Dayah Al-Hidayah. Begitu nama pondok pesantren tradisional di Desa Blang Teue, Kecamatan Blang Mangat, Lhokseumawe tersebut. Sebuah lembaga pendidikan agama yang kebanyakan santrinya merupakan anak-anak korban
konflik.

“Ayah saya meninggal pada masa konflik,” ungkap Saiful Mahri, salah seorang anak korban konflik yang kini bermukim di Dayah itu. Masih segar dalam ingatan Saiful kejadian pahit yang terjadi pada tahun 2000 silam.

Saat itu, sejumlah pria berpakaian hitam bersenjata api mencari ayahnya. Saiful tak paham apa kaitan ayahnya dengan tamu tak diundang itu. Tapi yang masih terekam dalam ingatannya adalah wajah-wajah garang tetamu bersenjata api. Katanya, di depan ibu dan saudaranya yang lain, ayahnya disiksa dengan kejam.

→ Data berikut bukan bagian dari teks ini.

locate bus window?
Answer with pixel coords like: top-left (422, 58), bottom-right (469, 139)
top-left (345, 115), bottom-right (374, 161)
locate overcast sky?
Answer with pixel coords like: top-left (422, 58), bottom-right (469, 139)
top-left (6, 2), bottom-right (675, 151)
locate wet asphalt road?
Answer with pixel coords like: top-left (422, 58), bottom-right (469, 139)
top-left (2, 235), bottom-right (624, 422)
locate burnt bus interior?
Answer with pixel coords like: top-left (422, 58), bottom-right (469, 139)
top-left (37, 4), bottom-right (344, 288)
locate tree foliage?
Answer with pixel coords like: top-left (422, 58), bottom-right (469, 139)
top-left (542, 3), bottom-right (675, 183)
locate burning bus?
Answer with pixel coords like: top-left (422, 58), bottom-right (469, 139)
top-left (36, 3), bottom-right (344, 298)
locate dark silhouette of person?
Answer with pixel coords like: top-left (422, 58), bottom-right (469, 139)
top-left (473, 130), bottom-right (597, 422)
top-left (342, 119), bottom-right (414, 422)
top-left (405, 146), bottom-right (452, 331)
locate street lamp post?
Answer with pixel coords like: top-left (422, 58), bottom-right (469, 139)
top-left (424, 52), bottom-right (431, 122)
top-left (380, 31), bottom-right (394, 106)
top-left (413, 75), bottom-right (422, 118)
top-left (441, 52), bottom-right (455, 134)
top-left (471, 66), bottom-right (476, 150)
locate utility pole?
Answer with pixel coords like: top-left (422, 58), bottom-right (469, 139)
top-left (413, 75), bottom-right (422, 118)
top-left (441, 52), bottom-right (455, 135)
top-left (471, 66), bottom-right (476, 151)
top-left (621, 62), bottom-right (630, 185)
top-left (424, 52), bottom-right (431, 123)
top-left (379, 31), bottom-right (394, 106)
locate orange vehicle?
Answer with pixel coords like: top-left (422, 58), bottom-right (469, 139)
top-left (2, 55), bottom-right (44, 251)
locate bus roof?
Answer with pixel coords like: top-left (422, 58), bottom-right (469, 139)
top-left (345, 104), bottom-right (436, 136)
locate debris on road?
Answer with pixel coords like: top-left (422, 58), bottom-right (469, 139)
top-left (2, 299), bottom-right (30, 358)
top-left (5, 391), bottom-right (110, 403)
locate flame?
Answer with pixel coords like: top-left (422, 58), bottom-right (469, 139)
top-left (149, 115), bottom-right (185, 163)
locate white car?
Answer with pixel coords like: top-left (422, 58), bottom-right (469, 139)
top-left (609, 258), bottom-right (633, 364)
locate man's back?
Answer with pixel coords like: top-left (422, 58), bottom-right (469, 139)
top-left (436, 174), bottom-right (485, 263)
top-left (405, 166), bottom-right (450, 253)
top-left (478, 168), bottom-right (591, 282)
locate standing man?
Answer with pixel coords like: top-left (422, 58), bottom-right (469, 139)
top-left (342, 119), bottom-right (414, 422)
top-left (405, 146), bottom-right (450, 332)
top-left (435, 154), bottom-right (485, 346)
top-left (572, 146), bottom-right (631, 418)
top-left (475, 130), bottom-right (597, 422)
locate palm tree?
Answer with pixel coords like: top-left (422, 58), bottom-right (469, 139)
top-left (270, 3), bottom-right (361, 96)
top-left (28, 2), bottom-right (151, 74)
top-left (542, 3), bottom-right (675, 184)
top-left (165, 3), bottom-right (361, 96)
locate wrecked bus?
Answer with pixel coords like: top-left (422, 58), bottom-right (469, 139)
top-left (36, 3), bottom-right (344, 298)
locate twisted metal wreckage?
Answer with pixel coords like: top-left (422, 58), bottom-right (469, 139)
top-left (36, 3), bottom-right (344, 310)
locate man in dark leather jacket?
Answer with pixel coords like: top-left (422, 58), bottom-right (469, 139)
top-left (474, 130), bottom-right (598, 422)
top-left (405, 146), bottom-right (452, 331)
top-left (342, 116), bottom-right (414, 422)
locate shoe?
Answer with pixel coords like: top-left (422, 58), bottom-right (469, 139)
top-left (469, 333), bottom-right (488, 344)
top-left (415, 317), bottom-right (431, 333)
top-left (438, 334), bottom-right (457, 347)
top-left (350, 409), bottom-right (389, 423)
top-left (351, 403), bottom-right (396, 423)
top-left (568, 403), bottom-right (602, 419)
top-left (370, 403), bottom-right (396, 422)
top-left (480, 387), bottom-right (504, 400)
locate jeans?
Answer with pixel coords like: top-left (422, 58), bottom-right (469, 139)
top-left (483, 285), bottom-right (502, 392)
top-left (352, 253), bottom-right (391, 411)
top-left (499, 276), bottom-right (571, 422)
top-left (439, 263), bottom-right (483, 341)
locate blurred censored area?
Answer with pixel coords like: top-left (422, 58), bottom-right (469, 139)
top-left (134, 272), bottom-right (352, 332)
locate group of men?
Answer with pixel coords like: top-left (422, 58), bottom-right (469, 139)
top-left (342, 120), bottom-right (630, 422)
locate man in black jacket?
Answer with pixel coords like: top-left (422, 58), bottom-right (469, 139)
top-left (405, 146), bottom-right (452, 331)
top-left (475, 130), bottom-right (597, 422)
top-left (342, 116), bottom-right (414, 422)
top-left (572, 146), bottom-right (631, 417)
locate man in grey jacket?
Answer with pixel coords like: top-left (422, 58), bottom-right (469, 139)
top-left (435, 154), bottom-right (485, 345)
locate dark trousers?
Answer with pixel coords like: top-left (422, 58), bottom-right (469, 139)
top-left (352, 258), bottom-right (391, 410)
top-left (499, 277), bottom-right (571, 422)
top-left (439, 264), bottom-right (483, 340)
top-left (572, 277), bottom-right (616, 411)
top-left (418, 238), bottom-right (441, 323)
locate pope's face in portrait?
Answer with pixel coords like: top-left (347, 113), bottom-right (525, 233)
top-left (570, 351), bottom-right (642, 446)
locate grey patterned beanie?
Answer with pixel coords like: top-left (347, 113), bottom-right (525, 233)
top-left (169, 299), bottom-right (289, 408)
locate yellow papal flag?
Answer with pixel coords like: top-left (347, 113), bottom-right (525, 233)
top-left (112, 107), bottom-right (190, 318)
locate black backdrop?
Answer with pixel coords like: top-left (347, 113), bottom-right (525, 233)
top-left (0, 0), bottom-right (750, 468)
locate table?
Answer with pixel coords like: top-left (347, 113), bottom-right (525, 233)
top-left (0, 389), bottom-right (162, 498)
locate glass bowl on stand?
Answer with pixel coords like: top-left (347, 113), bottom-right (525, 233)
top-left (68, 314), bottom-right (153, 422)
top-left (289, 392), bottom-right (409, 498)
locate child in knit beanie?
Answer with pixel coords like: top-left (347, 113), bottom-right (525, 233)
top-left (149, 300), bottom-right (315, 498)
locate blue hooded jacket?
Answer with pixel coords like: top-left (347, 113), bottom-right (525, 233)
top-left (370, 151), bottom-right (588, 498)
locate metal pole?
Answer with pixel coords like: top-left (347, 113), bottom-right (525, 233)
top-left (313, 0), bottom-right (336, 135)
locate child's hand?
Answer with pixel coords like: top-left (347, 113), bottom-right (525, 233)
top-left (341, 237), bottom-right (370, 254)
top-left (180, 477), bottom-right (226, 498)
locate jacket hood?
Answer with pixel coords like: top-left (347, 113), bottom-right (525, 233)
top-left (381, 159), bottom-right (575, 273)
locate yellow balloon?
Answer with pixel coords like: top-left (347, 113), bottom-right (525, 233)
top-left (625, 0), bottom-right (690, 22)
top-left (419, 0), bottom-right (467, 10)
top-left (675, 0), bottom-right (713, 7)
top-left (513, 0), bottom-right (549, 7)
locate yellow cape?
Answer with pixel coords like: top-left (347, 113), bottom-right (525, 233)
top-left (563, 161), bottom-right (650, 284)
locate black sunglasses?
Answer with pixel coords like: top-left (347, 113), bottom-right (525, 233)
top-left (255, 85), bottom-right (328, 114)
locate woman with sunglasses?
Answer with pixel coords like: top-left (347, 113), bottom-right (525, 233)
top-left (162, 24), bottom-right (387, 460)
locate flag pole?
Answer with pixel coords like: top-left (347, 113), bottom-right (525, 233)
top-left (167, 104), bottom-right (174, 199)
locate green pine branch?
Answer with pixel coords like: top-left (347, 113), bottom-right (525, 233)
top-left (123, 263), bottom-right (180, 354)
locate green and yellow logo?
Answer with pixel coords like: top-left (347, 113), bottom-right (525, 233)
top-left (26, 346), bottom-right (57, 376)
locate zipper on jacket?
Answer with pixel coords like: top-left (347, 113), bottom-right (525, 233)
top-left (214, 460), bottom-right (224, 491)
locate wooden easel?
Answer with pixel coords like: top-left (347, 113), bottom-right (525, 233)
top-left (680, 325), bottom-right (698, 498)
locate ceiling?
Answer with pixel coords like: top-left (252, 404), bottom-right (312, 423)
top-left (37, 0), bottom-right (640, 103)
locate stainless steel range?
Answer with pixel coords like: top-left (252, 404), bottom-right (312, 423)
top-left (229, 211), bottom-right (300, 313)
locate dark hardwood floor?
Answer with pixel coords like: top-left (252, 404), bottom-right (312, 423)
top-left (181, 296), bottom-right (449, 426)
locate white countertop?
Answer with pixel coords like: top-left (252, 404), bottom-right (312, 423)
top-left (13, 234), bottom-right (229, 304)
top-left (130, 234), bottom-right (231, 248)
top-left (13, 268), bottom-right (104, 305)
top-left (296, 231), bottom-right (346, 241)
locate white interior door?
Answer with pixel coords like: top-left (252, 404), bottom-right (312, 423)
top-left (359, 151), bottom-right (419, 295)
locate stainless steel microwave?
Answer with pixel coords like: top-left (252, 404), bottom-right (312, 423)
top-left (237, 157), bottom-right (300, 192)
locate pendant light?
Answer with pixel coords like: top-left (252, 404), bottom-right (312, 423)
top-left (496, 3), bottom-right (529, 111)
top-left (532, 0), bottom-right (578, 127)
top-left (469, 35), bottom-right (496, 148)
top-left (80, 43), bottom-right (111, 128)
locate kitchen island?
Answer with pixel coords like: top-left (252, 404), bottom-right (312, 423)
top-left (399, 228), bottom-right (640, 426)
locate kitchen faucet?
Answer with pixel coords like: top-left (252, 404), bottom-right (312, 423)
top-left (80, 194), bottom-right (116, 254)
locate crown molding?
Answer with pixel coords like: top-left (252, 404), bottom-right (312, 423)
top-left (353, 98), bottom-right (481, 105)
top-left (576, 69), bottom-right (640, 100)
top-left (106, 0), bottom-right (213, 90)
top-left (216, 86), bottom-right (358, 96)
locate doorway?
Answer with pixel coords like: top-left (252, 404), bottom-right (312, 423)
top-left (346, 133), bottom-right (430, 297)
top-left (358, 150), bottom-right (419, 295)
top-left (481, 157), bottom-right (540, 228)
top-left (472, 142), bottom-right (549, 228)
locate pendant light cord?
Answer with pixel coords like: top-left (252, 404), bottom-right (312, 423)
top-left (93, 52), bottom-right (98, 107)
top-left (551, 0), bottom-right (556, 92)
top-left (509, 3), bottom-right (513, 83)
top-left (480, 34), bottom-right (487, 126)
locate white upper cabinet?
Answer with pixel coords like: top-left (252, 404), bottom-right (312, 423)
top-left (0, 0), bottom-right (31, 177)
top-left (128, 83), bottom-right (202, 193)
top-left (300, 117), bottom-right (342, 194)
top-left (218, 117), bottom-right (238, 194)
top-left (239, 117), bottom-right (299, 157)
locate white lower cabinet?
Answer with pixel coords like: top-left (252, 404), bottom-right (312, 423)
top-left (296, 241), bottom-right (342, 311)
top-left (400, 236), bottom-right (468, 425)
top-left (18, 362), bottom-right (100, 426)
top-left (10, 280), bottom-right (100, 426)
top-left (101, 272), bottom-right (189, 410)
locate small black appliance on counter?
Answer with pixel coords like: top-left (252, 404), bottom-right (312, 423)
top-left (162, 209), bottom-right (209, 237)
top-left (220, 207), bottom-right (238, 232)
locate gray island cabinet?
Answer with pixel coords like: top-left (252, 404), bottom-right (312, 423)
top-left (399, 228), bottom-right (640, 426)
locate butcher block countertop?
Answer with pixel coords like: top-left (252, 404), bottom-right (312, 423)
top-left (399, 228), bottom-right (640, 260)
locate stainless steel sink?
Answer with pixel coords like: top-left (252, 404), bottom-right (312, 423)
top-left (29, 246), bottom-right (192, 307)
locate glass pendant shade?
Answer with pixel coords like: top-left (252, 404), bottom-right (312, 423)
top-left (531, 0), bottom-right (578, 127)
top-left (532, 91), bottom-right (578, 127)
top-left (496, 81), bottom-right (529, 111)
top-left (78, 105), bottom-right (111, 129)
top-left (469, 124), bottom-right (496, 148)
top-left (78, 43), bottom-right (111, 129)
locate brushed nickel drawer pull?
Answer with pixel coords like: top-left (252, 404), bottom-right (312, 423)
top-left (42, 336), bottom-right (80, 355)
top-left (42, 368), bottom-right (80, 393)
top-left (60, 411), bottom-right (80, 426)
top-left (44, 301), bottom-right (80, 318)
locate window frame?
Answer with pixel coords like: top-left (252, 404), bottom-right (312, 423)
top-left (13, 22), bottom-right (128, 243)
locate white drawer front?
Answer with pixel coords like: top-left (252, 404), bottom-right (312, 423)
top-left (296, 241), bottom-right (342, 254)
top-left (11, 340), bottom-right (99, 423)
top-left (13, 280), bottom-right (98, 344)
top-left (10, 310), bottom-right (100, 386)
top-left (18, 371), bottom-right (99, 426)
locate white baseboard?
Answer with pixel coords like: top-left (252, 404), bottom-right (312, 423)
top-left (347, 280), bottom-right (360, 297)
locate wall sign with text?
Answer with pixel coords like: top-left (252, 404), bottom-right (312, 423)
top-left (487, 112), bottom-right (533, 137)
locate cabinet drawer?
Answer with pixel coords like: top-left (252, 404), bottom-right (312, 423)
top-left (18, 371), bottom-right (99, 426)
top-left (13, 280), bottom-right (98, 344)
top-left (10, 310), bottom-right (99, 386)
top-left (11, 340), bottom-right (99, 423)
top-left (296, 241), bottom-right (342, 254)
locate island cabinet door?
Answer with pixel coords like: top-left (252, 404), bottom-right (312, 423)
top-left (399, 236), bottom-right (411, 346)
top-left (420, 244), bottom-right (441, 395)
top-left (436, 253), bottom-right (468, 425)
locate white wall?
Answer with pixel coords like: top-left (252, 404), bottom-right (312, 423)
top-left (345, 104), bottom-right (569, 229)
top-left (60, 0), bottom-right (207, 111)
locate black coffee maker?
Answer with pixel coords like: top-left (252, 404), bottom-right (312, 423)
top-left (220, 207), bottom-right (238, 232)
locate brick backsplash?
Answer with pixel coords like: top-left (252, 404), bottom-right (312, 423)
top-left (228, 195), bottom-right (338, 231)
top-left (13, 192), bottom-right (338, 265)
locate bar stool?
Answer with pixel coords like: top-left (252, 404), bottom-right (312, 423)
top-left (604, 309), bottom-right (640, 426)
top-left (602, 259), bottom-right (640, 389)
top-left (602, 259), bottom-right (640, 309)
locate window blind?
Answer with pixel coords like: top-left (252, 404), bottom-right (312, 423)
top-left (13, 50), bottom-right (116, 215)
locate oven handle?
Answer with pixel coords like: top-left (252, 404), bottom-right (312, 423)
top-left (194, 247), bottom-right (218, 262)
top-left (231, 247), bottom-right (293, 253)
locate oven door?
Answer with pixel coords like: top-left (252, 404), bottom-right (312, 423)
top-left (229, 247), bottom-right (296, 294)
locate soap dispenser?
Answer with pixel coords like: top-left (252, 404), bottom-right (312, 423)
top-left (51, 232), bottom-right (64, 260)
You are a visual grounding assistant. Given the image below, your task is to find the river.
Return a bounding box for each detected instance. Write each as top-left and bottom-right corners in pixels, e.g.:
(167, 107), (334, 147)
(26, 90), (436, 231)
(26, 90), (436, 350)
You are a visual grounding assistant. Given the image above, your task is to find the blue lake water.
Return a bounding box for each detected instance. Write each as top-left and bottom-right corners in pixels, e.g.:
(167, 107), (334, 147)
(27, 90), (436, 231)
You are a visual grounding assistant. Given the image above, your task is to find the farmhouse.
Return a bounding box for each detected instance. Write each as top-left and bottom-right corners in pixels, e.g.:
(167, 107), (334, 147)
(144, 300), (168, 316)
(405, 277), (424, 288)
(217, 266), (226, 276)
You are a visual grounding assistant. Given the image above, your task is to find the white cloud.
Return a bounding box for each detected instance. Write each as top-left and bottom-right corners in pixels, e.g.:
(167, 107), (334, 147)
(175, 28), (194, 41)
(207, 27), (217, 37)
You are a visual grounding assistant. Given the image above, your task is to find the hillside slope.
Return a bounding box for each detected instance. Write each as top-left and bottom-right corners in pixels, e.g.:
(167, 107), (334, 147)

Tak lama setelah peristiwa itu ayah Saiful meninggal dunia. Hilang pula tulang punggung ekonomi keluarga. Ibunya tak dapat berbuat banyak, biaya hidup dan pendidikan Saiful dan adiknya tak mampu ditanggung.

“Saya ke sini atas pemintaan ibu karena beliau menginginkan saya untuk bisa terus belajar dan menjadi anak yang berguna bagi keluarga,” kata bocah kelahiran Matang Bugak, Kecamatan Panton Labu, Aceh Utara itu.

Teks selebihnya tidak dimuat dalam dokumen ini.